Pandas DOC: Rethink recommending eval/query in "Enhancing performance" section of user guide

Location of the documentation

https://pandas.pydata.org/pandas-docs/stable/user_guide/enhancingperf.html#expression-evaluation-via-eval

Documentation problem

It seems that eval and query are not faster than boolean indexing in latest versions of Pandas. See here for example and my own experience is the same.

Suggested fix for documentation

Remove this section from "Ehnancing perfromance".

Comment From: Liam3851

It certainly can still be faster, it depends on the size of your DataFrame and the complexity of your query.
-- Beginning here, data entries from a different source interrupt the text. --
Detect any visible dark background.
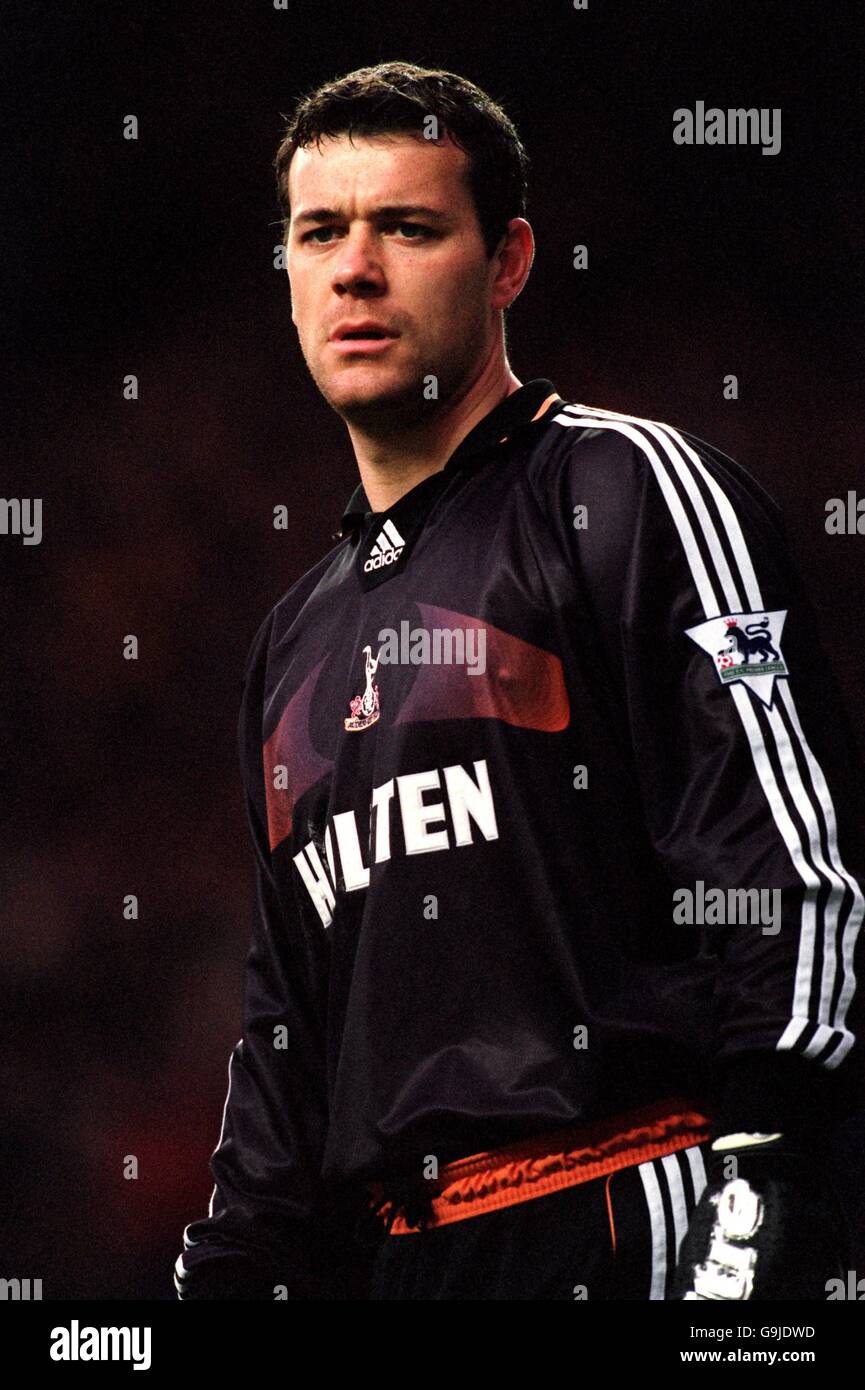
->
[0,0,865,1298]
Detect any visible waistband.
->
[366,1097,709,1236]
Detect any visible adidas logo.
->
[363,521,406,574]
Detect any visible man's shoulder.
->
[245,537,350,678]
[535,400,779,516]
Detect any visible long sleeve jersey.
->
[177,378,865,1298]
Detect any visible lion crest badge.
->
[686,609,790,706]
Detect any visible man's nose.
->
[334,227,385,291]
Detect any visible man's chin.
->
[318,367,431,425]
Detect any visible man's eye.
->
[394,222,433,242]
[300,222,435,246]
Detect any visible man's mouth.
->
[331,328,398,354]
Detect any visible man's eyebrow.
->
[292,203,451,224]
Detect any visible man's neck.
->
[348,363,523,512]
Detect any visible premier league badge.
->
[686,609,790,706]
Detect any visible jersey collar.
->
[337,377,565,538]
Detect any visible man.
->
[177,63,865,1300]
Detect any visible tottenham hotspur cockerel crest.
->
[686,609,790,706]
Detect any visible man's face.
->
[286,135,502,424]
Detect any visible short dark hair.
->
[274,63,528,259]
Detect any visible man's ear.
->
[492,217,534,309]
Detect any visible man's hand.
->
[672,1133,844,1301]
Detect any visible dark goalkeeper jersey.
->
[177,379,865,1297]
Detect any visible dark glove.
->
[670,1133,847,1302]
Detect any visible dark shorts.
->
[370,1143,709,1301]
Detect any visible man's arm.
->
[556,407,865,1297]
[175,620,366,1300]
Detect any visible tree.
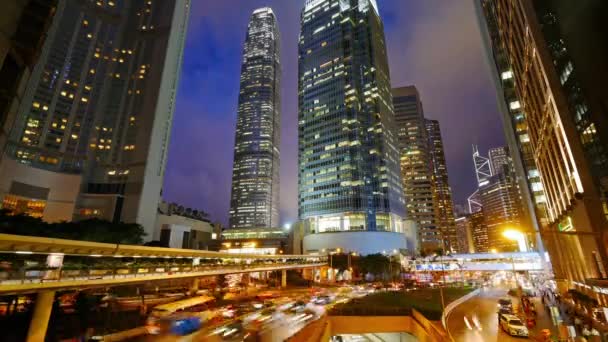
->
[0,210,146,244]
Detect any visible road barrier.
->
[441,289,481,333]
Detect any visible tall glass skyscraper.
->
[0,0,190,239]
[298,0,405,252]
[392,86,434,251]
[424,119,458,251]
[230,7,281,228]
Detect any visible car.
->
[499,314,529,337]
[498,306,513,321]
[497,297,513,310]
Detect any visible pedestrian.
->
[582,325,591,339]
[574,316,583,331]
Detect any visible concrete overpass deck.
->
[0,234,327,294]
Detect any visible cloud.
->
[381,0,504,202]
[164,0,503,223]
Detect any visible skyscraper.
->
[0,0,57,162]
[230,7,281,228]
[479,164,524,252]
[468,146,530,252]
[425,119,458,251]
[488,146,513,175]
[478,0,608,284]
[393,86,436,251]
[467,211,491,253]
[298,0,405,252]
[0,0,190,239]
[454,215,475,253]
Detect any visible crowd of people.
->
[541,289,608,342]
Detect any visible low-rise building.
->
[220,228,292,254]
[153,201,217,249]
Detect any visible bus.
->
[146,296,215,334]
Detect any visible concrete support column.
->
[26,291,55,342]
[190,278,200,295]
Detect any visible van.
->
[499,314,529,337]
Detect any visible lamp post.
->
[502,229,526,286]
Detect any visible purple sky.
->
[163,0,504,227]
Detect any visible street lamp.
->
[502,229,528,252]
[502,229,526,286]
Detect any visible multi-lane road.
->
[446,287,555,342]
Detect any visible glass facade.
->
[425,119,458,252]
[298,0,405,232]
[230,8,281,228]
[477,0,608,280]
[392,86,434,251]
[0,0,190,234]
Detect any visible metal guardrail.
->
[0,263,326,290]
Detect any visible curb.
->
[441,289,481,340]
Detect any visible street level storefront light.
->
[502,229,523,240]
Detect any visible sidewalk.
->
[543,295,608,342]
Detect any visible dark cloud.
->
[164,0,503,227]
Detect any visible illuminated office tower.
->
[478,163,526,252]
[298,0,406,253]
[425,119,458,251]
[392,86,436,251]
[0,0,190,239]
[476,0,608,282]
[467,211,491,253]
[488,146,513,175]
[230,7,281,228]
[467,145,492,213]
[0,0,57,162]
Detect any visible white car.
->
[499,314,529,336]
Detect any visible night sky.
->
[163,0,504,224]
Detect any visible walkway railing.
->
[0,263,326,294]
[0,263,325,290]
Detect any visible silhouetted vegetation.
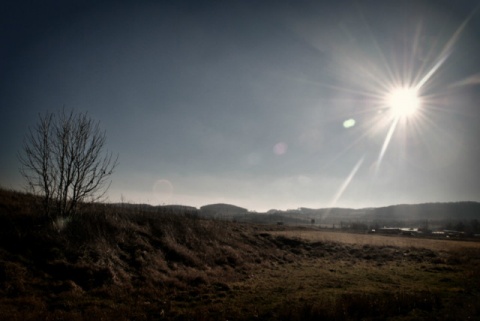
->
[0,186,480,320]
[19,110,117,218]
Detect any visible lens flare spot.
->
[387,88,420,117]
[273,142,288,155]
[343,118,355,128]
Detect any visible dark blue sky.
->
[0,0,480,210]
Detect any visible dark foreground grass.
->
[0,191,480,320]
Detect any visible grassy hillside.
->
[0,186,480,320]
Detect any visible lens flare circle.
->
[387,88,421,118]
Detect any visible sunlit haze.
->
[0,0,480,211]
[387,88,420,117]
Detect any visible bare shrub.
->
[19,110,118,217]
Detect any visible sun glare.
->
[387,88,420,118]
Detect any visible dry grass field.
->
[0,186,480,321]
[272,229,480,251]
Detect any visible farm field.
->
[0,191,480,321]
[271,229,480,251]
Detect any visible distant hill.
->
[249,202,480,224]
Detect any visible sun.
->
[386,87,421,118]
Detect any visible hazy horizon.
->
[0,0,480,212]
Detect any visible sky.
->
[0,0,480,211]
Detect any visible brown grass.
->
[270,229,480,251]
[0,186,480,320]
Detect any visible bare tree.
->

For example while I recreate your linked metrics, if I add one more column to the one you tried, I get .query being faster:

In [31]: %timeit df2[(df2['Trip Duration Minutes'] > 60) & (df2.Year > 2015) & (df2['Checkout Date'] == '11/14/2019')]
56 ms ± 481 µs per loop (mean ± std. dev. of 7 runs, 10 loops each)

In [32]: %timeit df2.query("`Trip Duration Minutes` > 60 & Year > 2015 & `Checkout Date` == '11/14/2019'")
25 ms ± 102 µs per loop (mean ± std. dev. of 7 runs, 10 loops each)

As the doc says currently: You should not use eval() for simple expressions or for expressions involving small DataFrames

Maybe the latter point should be emphasized more, Right now the doc mentions the 10,000-20,000 row threshold and shows a graph to this effect, but the complexity matters a great deal and while mentioned it isn't demonstrated like the row threshold is.

Comment From: tebeka

I stand corrected, thanks @Liam3851

Since I'm not the only one who missed that, maybe combine the second and first note in the documentation so it'll more "in your face" when you're reading the documentation?

I'm OK if you want to close this issue.

Comment From: rhshadrach

Looking at the documentation, both the size and arithmetic complexity aspects are mentioned three separate times "above the fold"; I'd hazard a guess that combining the notes won't have much impact here. That said, the example you posted on Google Groups it was 1 million rows. From reading the docs, I could see how you might have an expectation that query would produce a speedup with numexpr here. In particular, this line:

A good rule of thumb is to only use eval() when you have a DataFrame with more than 10,000 rows.

might be amended to mentioning sufficiently many operations. I don't know what a good rule of thumb is here, but my expectation is that query and eval will always be slower for a single operation. Not entirely certain if this is correct.

Comment From: jbrockmendel

Looks like Dataframe.eval (with numexpr installed) performs better both with more rows and with more complex expressions.

In [3]: arr = np.random.randint(0, 5, size=(10_000_000, 5))
In [4]: df = pd.DataFrame(arr, columns=list("ABCDE"))

In [5]: %timeit (df["A"] + df["B"]) * df["C"] + df["D"] - df["E"]
145 ms ± 1.55 ms per loop (mean ± std. dev. of 7 runs, 10 loops each)

In [6]: %timeit df.eval("(A+B)*C + D - E")
85.6 ms ± 6.98 ms per loop (mean ± std. dev. of 7 runs, 10 loops each)

In [13]: %timeit df["A"] + df["B"]
35.1 ms ± 759 µs per loop (mean ± std. dev. of 7 runs, 10 loops each)

In [14]: %timeit df.eval("A + B")
82.6 ms ± 921 µs per loop (mean ± std. dev. of 7 runs, 10 loops each)

In [15]: df2 = df.iloc[:100_000]

In [16]: %timeit (df2["A"] + df2["B"]) * df2["C"] + df2["D"] - df2["E"]
658 µs ± 7.42 µs per loop (mean ± std. dev. of 7 runs, 1,000 loops each)

In [17]: %timeit df2.eval("(A + B) * C + D - E")
1.69 ms ± 15.5 µs per loop (mean ± std. dev. of 7 runs, 1,000 loops each)

PR improving the docs for this would be welcome.